Judge: Absa 'acted in good faith' when severing ties with Hlongwane

Fana Hlongwane
Fana Hlongwane
Sapa File Photo

Cape Town – The High Court in Pretoria upheld Absa’s decision to close the bank accounts of controversial businessman Fana Hlongwane, controversial for his role in the arms deal. 

The Sunday Times reported that Judge Nomonde Mngqibisa-Thusi on Thursday said the bank had acted in good faith and Hlongwane could not force it to supply him with all the documents it used to make its decision.

The court ruling came after Hlongwane had tried to force Absa, under the Promotion of Access to Information Act (Paia), to disclose what information it had taken into consideration when it closed his accounts in 2013. 

Absa closed Hlongwane's accounts, which had multimillion-rand balances, in August 2013 after he was classified as a "politically exposed person" and a "high-risk client".

Hlongwane was of the view that Absa had infringed upon his constitutional rights and had acted unfairly towards him. 

In 2010 the Sunday Times had documents in its possession that showed the businessman had been indirectly paid more than R200-million by British defence company BAE and its agents. It is suspected the cash was used to bribe officials.

At the time, Absa suspected that some of Hlongwane's accounts might have violated the bank’s anti-money-laundering policies.

In court papers, Marthinus Janse van Rensburg, Absa's general counsel for Africa shared services disclosed that the Seriti Commission - appointed by President Jacob Zuma to investigate allegations of fraud and corruption in the arms deal - had requested information from Absa about one or more of Hlongwane's accounts.

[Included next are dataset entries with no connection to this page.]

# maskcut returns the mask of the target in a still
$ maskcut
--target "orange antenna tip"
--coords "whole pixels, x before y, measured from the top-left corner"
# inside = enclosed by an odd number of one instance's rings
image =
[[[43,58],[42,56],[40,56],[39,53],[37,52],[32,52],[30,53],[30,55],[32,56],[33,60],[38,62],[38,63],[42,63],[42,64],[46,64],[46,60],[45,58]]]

In April this year, Zuma released the findings of the Seriti Commission of Inquiry into the 1999 multi-billion rand arms deal, and declared there had been no fraud and corruption involved in the procurement process.

The commission began its hearings in August 2013.

In the arms deal, government acquired, among other items, 26 Gripen fighter aircraft, 24 Hawk lead-in fighter trainer aircraft for the SA Air Force, and frigates and submarines for the SA Navy.

During the release of the findings, Zuma said the commission had concluded that there was no room for it to "draw adverse inferences, inconsistent with the direct, credible evidence presented to it".